MECHULU’L-AYN -
MECHULU’Z-ZAT
Mechulu'l-zat da denir.
Her ikiside ''kendisi mechul'' manasındadır. Rivayette infirad etmesi yüzünden
mechul sayılan ravi'ye denir.
Mechul maddesinde söz konusu
edildiği gibi sadece bir ravinin kendisinden rivayette infirad ettiği; bu
nedenle mechul addedilen raviler üç kısımdır. Mechulu'l-ayn bunlardan
üçüncüsüdür ve tek ravisinden başka hiçbir ravi veya hadis alimi tarafından
bilinmeyen kimsedir.
el-Hatibu'l-Bağdadi'ye
göre mechulu'l-ayn hadis alimlerince bilinmeyen hadisi sadece bir tek ravi
cihetinden bilinen kimsedir. İbn-i Abdilberr de aynı görüştedir. O'na göre de,
kendisinden sadece bir ravi hadis rivayet etmiş kişi hadis alimlerince
mechulu'l-ayn dır.
Mechulu'l-ayn MÜBHEM
hükmünde olup hadis alimlerinin ve fakihlerin cumhuruna göre makbul değildir.
Hadisleri alınmaz. Bununla beraber rivayetin kabulü için müslüman olmayı
yeterli görüp bundan başka şart aramayanlara göre mechulu'l-ayn'ın rivayetleri
makbuldür. Bu konuda üçüncü bir görüş daha vardır. Buna göre ise
mechulu'l-ayn'ın rivayetleri eğer Abdurrahman b. Mehdi, Yahya b. Said el-Kattan
gibi sadece adalet sahibi kişilerden rivayet etmekle tanınan bir ravi
kendisinden rivayette infirad etmişse rivayetleri kabul edilir.

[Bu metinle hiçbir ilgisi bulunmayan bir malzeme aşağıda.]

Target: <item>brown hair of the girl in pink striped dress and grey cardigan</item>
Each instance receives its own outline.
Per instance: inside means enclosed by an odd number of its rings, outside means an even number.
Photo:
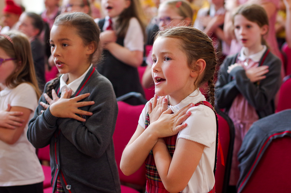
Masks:
[[[268,19],[267,12],[260,5],[246,4],[246,5],[239,6],[237,8],[237,10],[233,13],[233,16],[232,16],[233,24],[234,24],[234,18],[236,15],[242,15],[247,20],[257,23],[258,26],[260,26],[260,27],[262,27],[264,25],[269,26],[269,19]],[[263,36],[262,36],[261,44],[267,45]]]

Kendisinden
rivayette tek kalan ravi bu özellikte değilse mechulu'l-ayn'ın rivayeti kabul
edilmez.
İbn-i Hacer de en doğru
görüş kaydıyla benzer bir görüş ileri sürer. O'na göre machulu'l-ayn'dan
rivayette teferrüd eden ravi cerh veya ta'dil'e ehil birisi ise onun
tezkiyesiyle, değilse onun dışında cerh ve ta'dile ehil olan birinin
tezkiyesiyle mechulu'l-ayn'ın rivayeti kabul edilir. Aksi halde edilmez.